I understand it’s in their interest to control costs, but why should this be something that we need to be in the middle of? Perhaps we should have the insurer’s office process the referral, let them authorize the visits, why do I or my office staff need to be any part of this process at all?
I can send a message to one of my ENT colleagues that I’m sending a patient over to see them for refractory sinusitis or unrelenting vertigo, and we can skip the middleman altogether.
So why do I need your help?
This process is just emblematic of all the things that are wrong with how the whole process of delivering healthcare has been set up, how it’s been transformed into a bunch of tasks that have little to do with healthcare, but mostly to do with business and bureaucracy, that makes us all so burned out trying to take care of patients.
If we are going to chip away at all the things that are wrong with our healthcare system, and build a better environment in which to practice and take care of our patients, we need to stand up as a group and say enough is enough.
Somewhere in our contract negotiations with the large insurance companies there was inserted language that says we agree to place referrals and limit the number of times people see subspecialists or other limits on the kind of access to care they need, but we need to say that this is not the point of healthcare, the point of healthcare is to let us take care of our patients.
I by myself can’t just say, no, I’m not going to fill out referrals anymore. My practice alone cannot get together and decide we’re not going to fill out referrals anymore. Even at the level of our institution, a large academic medical center, if I got everyone here to agree to go on strike, we might begin to be able to make inroads against the people who have foisted this system upon us. But I suspect that the insurers would just say well, we will get someone else who is eager for the business who would be willing to do this then, or else they might threaten to lower the rates they’re reimbursing us at.

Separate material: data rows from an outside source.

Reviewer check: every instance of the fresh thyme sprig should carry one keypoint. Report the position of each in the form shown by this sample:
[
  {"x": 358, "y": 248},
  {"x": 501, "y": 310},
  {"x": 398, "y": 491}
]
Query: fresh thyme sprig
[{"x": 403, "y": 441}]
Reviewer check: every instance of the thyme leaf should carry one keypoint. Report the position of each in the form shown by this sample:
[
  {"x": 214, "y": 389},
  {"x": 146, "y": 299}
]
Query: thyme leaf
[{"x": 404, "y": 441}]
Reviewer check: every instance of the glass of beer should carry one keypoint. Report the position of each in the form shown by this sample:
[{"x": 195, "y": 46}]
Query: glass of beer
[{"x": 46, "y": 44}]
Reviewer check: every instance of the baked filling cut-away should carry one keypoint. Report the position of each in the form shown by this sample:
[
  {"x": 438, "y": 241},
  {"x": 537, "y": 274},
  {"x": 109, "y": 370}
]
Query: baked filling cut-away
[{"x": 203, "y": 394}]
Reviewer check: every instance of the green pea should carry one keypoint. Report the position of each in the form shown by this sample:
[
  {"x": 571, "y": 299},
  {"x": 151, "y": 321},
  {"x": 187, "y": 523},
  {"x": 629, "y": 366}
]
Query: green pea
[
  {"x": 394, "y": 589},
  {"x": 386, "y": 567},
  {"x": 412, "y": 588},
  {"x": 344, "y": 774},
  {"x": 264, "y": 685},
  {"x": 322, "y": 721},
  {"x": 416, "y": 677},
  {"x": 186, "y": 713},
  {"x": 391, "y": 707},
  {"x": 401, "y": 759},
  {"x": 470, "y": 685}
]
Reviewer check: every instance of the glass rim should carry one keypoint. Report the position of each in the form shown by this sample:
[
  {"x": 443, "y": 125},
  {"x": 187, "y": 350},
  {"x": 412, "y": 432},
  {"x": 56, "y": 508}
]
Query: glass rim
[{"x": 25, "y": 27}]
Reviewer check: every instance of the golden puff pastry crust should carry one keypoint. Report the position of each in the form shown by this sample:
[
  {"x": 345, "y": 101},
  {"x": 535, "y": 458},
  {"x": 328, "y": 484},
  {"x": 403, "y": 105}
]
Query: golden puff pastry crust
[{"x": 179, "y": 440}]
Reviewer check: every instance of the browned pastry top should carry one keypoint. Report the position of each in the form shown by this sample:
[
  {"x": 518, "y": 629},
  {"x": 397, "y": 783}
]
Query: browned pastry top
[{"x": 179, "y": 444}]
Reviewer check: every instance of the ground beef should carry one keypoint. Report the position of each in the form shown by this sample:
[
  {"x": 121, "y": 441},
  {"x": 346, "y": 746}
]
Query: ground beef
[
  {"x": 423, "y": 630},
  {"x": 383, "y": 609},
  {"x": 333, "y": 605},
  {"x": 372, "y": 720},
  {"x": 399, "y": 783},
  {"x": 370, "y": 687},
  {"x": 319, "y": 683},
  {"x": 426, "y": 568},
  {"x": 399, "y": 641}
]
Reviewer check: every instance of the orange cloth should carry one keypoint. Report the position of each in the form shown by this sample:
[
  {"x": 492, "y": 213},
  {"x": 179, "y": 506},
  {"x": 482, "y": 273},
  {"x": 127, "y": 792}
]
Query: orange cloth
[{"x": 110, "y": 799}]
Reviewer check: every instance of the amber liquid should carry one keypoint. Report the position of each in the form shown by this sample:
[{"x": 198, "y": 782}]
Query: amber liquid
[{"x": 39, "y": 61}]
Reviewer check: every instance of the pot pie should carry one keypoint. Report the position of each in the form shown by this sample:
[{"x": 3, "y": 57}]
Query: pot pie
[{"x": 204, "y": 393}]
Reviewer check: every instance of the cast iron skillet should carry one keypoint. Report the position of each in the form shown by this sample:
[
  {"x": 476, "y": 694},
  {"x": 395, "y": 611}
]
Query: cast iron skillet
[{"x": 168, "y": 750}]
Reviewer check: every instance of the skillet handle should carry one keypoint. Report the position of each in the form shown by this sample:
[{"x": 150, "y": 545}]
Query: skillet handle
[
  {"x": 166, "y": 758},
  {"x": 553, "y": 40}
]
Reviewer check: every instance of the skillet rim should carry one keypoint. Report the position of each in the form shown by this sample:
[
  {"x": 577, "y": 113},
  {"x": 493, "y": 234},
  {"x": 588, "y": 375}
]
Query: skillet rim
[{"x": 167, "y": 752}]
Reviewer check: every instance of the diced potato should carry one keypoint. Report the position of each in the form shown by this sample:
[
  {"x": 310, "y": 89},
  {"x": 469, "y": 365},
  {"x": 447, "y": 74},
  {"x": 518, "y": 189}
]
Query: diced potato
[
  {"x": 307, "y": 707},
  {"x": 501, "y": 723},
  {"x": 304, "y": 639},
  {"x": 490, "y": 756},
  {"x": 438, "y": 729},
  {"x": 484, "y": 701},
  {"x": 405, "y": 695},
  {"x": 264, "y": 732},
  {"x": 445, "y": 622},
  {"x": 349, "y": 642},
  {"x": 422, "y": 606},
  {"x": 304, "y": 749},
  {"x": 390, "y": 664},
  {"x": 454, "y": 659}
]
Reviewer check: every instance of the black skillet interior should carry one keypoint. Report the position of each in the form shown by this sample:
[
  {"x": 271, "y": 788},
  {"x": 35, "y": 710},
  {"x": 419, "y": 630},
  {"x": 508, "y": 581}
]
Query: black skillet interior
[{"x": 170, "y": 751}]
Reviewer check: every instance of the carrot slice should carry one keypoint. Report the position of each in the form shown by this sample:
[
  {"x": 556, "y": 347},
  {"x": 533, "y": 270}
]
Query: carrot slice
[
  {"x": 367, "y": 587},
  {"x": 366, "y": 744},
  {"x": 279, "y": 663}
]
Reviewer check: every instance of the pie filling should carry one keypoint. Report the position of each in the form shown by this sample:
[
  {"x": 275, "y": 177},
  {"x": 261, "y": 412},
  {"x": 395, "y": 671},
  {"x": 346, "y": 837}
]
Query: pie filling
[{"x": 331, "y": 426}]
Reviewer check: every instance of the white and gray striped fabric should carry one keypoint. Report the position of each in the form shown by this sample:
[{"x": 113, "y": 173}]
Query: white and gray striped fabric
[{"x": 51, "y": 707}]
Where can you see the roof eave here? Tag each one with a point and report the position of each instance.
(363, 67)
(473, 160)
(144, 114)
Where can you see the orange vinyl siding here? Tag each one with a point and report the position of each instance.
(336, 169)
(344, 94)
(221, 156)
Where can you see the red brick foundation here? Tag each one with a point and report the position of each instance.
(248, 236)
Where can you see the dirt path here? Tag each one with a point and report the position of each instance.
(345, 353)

And just passing this work on to non-physician staff at our office is not the answer. Not only is this beyond the “scope of practice” of these staff members, as the system will only allow MD’s or NP’s to enter referrals. But I consider them such a waste of time that I would never want them to have to do this useless, mindless work that adds no value to the care of our patients.
No, we need to rise up as a group. We need to begin to say that entering a referral and so many other things that we do that get in the way of caring for patients, that stand between us and our patients, that force us to sit and type in an exam room instead of sitting and holding our patient’s hands, these things and so many others need to go away.
We allowed these systems to be layered upon us, to weigh us down so that we arrive home at the end of the day battered and broken.
If you want to be liberated, if we truly want to build a patient-centered, caring healthcare system that puts our patients first and those that deliver that care second, we need to take a stand.
This seems like a good thing to start with, one thing we could ask for, demand, that might make a real difference in terms of provider burnout and make us once again love coming to work to do the caring we were trained to do.
Help me figure out how we can rise up as a group and put an end to this mindless task that no one should really have to do.
Let’s find a way.
Fred N. Pelzman is an associate professor of medicine, New York Presbyterian Hospital and associate director, Weill Cornell Internal Medicine Associates, New York City, NY. He blogs at MedPage Today’s Building the Patient-Centered Medical Home.